To expand on Emerton's [answer][1]: Using the excision sequence, Cartan's result in the algebraic case boils down to showing the following: Let $R$ be a regular local ring, and $I$ and ideal of height at least $3$, then $H^i_I(R)=0$ for $i\leq 2$.This follows because: $$H^i_I(R) = \lim Ext^i(R/I^n,R)$$  

And $I^n$, being height $3$, always contains a regular sequence of length $2$, so the $Ext^i$ vanishes for $i\leq 2$ by standard result (see Bruns-Herzog Cohen Macaulay book, Proposition 1.2.10 for example). This argument extends to the case of codimension at least $n$ and vanishing of $H^{n-2}$. 
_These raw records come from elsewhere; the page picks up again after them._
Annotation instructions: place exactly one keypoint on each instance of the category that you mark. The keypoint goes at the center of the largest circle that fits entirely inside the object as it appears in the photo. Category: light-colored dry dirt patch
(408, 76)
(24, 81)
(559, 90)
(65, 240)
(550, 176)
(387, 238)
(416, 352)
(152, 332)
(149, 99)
Incidentally, a pretty non-trivial question is to find upper bound for the vanishing of local cohomology modules, in other words, the [cohomological dimension][2] of a subvariety $Z$. Many strong results have been obtained after SGA, by Hartshorne, Ogus, Faltings, Huneke-Lyubeznik, etc. All those references can be found in
[Lyubeznik's paper][3] (they were mentioned in the very first page) which primarily treated the vanishing of etale cohomology.
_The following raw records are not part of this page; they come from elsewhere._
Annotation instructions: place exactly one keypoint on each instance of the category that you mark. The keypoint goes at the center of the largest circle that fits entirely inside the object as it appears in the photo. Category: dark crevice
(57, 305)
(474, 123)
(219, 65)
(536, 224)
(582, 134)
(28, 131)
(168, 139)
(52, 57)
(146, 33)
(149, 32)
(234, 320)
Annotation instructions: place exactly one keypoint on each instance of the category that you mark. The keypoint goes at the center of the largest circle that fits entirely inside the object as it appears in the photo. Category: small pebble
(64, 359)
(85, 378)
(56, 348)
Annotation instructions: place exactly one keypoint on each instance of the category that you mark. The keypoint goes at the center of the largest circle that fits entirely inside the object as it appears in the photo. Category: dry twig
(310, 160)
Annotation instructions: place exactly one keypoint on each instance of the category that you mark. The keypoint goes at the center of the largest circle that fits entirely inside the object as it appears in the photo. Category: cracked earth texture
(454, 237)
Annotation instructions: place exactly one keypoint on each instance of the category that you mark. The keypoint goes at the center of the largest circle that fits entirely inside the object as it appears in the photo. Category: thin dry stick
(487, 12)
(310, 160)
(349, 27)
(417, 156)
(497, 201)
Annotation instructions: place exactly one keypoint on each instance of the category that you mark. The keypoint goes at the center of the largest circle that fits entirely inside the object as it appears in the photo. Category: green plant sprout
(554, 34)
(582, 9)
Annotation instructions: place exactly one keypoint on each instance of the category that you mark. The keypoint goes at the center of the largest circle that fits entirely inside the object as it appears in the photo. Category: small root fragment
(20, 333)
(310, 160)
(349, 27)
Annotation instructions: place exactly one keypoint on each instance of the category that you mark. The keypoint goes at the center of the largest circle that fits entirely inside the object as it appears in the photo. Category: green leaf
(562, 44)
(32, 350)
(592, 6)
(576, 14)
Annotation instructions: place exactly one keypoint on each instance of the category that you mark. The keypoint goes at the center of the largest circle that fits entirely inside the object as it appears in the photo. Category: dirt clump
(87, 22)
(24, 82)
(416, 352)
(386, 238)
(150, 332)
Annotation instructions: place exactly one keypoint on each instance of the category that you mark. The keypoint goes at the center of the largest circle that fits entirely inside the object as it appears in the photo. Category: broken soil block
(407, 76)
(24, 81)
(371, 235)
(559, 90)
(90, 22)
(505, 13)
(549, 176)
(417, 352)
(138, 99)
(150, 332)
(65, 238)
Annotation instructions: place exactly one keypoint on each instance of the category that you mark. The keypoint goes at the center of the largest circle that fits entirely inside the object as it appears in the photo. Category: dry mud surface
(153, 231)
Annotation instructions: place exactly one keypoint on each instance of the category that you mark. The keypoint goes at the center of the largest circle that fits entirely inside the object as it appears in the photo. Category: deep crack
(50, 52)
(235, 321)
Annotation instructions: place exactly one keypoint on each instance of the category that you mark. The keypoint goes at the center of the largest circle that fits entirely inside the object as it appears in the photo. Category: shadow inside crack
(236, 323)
  [1]: https://mathoverflow.net/a/14270
  [2]: https://encyclopediaofmath.org/wiki/Cohomological_dimension
  [3]: https://www.jstor.org/stable/2946619 "Gennady Lyubeznik, Etale Cohomological Dimension and the Topology of Algebraic Varieties, Annals of Mathematics Second Series, Vol. 137, No. 1 (Jan., 1993), pp. 71–128 (58 pages), doi:10.2307/2946619. zbMATH review at https://zbmath.org/?q=an:0811.14014"